«Я не хочу печалить вас ничем»
«Кто кончил жизнь трагически, тот — истинный поэт…»: трудно отделаться от ощущения, что Владимир Высоцкий предсказал свою раннюю гибель. Высоцкого не стало 40 лет назад. За несколько недель до смерти он написал одно из последних своих стихотворений — «И снизу лёд и сверху — маюсь между…». Мы публикуем эссе Льва Оборина об этом стихотворении — и о том, как сквозь него просвечивает ещё более известный поэтический прообраз. Этот текст был впервые напечатан под заголовком «Предсмертный ямб» в сборнике «Сторона В» — совместном издании Еврейского музея и центра толерантности и Artguide Editions, подготовленном к выставке «Коридоры. Семь миров Высоцкого» в 2018 году.
***
И снизу лёд и сверху — маюсь между, —
Пробить ли верх иль пробуравить низ?
Конечно — всплыть и не терять надежду,
А там — за дело в ожиданье виз.
Лёд надо мною, надломись и тресни!
Я весь в поту, как пахарь от сохи.
Вернусь к тебе, как корабли из песни,
Всё помня, даже старые стихи.
Мне меньше полувека — сорок с лишним, —
Я жив, тобой и Господом храним.
Мне есть что спеть, представ перед Всевышним,
Мне есть чем оправдаться перед Ним.
Стихотворение «И снизу лёд и сверху…» — последнее или одно из последних, написанных Высоцким. Он успел прочитать его той, к кому оно обращено, — своей жене Марине Влади; это было 11 июня в Париже, перед отлётом Высоцкого обратно в Москву. Влади больше не видела своего мужа живым, а стихотворение пошло ходить по рукам уже в день его смерти, в разных версиях, происходящих от единственной черновой рукописи: равноправными можно считать варианты «Мне есть чем оправдаться перед Ним» и «Мне будет чем ответить перед Ним», а шестая строка может быть прочитана вообще четырьмя способами — все они встречаются в интернет-публикациях, и это не говоря уже о разночтениях в пунктуации. Приведённый выше вариант печатается по изданию 1998 года. Однако, несмотря на вариации, пафос стихотворения как будто не вызывает сомнений — Высоцкий вообще ясный поэт. Трудность восприятия «И снизу лёд и сверху…» задаётся тем, что случилось через месяц с небольшим после написания стихотворения.

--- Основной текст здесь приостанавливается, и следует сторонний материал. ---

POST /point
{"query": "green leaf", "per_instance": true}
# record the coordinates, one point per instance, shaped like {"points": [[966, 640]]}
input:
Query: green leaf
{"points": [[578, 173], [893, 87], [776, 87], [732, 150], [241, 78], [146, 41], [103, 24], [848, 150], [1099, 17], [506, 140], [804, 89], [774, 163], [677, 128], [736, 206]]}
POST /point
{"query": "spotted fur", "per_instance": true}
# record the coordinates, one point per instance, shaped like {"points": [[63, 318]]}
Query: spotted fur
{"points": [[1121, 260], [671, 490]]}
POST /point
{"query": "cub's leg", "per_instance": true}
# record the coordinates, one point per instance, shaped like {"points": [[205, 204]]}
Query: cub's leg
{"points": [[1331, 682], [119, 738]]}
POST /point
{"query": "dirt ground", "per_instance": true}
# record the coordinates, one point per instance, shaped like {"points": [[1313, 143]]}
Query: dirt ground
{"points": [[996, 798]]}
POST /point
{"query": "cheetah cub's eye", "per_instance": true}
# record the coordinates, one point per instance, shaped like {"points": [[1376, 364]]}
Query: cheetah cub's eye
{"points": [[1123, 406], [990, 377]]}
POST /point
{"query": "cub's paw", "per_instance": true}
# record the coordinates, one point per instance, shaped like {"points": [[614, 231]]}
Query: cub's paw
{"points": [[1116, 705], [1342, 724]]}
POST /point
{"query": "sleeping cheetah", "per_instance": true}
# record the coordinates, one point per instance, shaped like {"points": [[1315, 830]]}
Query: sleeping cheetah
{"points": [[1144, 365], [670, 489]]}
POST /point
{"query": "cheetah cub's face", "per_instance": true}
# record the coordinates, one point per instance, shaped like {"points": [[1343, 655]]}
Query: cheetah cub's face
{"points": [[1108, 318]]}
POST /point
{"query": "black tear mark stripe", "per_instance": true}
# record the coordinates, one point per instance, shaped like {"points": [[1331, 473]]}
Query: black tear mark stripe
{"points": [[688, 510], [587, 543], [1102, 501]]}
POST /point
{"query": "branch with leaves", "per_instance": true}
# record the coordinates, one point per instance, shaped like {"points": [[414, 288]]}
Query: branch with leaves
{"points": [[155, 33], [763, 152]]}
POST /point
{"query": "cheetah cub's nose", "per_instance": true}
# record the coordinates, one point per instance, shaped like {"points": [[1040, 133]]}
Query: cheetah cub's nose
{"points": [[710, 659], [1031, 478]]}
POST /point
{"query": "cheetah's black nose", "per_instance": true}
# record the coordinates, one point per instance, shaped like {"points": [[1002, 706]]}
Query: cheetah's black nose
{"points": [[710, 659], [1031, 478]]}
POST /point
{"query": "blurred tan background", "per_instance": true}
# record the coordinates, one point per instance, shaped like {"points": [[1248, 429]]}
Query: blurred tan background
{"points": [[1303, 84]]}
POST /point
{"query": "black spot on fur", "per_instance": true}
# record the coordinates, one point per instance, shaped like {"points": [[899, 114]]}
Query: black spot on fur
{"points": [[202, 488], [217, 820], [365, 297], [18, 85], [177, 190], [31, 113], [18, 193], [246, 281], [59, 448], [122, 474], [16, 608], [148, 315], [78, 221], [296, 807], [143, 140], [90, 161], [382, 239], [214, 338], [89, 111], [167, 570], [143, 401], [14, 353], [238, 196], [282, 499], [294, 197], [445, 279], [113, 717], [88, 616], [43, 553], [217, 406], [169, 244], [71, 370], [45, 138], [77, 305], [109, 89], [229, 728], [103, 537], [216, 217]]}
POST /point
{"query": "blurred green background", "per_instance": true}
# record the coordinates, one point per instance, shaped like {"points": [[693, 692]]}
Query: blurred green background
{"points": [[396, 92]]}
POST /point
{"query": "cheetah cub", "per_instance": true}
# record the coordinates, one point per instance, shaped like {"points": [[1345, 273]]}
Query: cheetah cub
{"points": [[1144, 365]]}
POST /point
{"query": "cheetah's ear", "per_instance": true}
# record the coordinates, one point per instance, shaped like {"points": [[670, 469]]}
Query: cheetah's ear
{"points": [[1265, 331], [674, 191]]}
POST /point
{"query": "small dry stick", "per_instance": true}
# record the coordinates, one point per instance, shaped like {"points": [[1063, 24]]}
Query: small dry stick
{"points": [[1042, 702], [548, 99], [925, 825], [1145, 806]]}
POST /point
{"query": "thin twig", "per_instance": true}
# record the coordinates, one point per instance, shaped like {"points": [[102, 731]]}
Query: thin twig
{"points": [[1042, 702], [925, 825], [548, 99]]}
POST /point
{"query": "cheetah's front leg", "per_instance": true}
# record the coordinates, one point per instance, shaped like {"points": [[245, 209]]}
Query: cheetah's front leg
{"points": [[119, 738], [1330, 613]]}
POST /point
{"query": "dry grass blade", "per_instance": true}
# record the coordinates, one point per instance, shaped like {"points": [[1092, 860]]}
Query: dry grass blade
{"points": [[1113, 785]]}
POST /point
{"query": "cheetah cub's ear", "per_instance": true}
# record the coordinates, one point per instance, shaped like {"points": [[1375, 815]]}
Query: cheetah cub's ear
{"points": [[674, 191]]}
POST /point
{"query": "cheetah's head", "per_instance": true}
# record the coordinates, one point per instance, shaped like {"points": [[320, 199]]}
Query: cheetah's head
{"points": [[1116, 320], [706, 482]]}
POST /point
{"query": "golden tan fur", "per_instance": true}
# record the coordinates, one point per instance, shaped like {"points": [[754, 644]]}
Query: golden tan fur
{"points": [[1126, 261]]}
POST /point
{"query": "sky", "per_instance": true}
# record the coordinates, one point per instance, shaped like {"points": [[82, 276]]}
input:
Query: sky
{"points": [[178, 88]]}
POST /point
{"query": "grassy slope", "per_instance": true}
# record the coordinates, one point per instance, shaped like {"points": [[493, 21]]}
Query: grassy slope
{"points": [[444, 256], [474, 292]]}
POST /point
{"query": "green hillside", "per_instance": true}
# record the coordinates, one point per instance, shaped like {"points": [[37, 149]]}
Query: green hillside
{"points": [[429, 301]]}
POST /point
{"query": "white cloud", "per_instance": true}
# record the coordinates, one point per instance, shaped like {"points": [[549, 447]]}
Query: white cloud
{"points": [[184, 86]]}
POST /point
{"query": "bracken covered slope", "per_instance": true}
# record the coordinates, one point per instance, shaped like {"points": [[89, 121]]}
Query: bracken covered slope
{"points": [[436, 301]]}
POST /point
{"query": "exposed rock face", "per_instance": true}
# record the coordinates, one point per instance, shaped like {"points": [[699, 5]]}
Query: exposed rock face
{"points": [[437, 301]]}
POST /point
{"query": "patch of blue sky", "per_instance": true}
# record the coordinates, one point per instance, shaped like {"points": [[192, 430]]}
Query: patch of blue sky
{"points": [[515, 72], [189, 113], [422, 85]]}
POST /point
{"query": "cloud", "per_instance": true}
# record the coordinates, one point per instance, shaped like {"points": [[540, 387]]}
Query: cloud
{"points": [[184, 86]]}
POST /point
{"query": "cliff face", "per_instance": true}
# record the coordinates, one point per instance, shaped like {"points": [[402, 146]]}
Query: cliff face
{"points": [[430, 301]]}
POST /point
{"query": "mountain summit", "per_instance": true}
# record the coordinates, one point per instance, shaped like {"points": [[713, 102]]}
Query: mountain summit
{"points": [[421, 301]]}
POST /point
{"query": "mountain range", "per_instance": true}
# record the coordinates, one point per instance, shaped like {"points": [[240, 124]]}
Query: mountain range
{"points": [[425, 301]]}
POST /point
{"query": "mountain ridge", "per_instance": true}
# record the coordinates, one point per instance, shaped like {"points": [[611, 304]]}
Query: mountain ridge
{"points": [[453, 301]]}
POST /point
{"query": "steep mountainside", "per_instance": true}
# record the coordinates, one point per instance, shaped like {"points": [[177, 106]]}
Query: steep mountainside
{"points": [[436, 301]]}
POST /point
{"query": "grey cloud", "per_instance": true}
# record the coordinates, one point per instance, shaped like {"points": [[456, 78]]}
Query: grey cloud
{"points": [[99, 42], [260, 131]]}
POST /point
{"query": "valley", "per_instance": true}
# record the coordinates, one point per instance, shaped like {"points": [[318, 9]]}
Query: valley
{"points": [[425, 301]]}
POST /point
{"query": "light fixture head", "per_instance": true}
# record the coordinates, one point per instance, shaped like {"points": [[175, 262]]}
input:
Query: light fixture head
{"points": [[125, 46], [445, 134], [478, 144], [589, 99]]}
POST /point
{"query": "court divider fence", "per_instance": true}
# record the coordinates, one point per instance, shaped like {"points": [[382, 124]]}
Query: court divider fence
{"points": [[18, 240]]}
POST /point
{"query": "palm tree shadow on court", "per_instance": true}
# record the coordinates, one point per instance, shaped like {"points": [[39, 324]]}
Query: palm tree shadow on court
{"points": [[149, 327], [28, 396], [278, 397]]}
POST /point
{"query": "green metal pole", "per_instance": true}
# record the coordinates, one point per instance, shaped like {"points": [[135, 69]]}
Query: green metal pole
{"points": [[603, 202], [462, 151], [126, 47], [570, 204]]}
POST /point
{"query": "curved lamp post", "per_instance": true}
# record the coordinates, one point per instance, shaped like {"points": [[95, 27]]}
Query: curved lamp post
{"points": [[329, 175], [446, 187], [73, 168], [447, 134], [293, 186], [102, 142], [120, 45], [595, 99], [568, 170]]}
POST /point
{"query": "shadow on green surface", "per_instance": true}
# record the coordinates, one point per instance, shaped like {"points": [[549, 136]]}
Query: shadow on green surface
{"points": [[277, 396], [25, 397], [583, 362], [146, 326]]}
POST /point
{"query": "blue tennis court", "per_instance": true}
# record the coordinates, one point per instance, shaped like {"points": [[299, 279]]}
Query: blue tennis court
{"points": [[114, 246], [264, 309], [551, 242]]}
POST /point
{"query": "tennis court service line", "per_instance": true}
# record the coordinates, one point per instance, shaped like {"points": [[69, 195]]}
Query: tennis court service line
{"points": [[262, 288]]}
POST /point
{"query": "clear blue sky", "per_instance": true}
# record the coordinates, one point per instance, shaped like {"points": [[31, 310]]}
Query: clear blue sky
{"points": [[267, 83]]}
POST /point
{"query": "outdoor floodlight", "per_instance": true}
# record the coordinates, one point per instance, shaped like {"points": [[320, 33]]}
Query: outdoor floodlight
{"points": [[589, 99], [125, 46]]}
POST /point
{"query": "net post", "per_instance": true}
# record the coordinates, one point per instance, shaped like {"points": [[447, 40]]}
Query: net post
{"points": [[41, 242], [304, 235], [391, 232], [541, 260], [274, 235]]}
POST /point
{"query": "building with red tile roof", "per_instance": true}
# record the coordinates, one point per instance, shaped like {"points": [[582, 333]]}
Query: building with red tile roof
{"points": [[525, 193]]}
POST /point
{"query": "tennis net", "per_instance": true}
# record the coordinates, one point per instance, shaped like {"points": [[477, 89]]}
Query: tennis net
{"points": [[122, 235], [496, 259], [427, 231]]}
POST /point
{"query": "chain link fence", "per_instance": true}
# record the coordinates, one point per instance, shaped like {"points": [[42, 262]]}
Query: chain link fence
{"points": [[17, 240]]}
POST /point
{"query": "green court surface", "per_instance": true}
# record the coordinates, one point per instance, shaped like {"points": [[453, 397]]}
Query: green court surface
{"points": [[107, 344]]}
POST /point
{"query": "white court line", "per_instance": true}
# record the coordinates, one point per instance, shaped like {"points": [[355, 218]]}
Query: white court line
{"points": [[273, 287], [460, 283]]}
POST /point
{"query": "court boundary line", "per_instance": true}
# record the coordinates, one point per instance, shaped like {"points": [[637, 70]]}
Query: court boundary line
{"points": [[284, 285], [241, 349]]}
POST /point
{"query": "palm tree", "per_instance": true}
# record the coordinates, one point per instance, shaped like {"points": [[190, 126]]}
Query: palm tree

То, что Высоцкий предчувствовал свой уход, известно из воспоминаний нескольких человек, в том числе его матери:
В один из вечеров, в марте, мы были как раз одни. Он сидел на диване, курил — и вдруг тихим-тихим голосом сказал:
— Мамочка, я скоро умру…
Когда испугавшаяся мать попыталась сбить его с мрачных мыслей, Высоцкий продолжил: «А вот же Лермонтов погиб в 26 лет, Пушкин — в 37, Есенин — в 30…» Целое исследование ранней трагической гибели — песня «О фатальных датах и цифрах» (она же — «О поэтах и кликушах»):
Кто кончил жизнь трагически, тот — истинный поэт,
А если в точный срок — так в полной мере.
На цифре двадцать шесть один шагнул под пистолет,
Другой же — в петлю слазил в «Англетере».
Велик соблазн не только усмотреть во всём этом подтверждение пророческого дара Высоцкого, но и вообразить, что именно ранняя смерть ставит его в названный ряд. То, что стихотворение «И снизу лёд и сверху…» оказалось последним, ставит его в контекст предсмертных стихов — таких как «До свиданья, друг мой, до свиданья…» того же Есенина. Оно стало частью мифа о Высоцком; оно даже позволяет сказать, что он успел завершить земные дела или по крайней мере подвести им счёт. С одной стороны, Высоцкий прекрасно знал, что находится на волосок от гибели: ровно за год до своей смерти в Бухаре он пережил клиническую смерть, он много лет испытывал проблемы с наркотиками и алкоголем. Но, с другой стороны, стихотворение «И снизу лёд и сверху…» явно не задумывалось как предсмертное. Несмотря на то что в последних двух строках появляется посмертный Божий суд, перед этим стоит настойчивое «Я жив». «Мне меньше полувека — сорок с лишним» звучит не как итог; в конце концов, не больше, чем «Теперь мне сорок» Бродского, произнесённое в том же 1980-м. Вообще всякое высказывание большого поэта о себе в таком тоне, парадоксальным образом одновременно увеличивающее и сводящее на нет дистанцию между собой биографическим и собой говорящим, воспринимается как вариация Exegi monumentum. В отличие от посмертных памятников из бронзы и камня, такие стихи куда более открыты разным трактовкам. Но в случае «И снизу лёд и сверху…» на восприятие накладывается трагедия 25 июля 1980 года.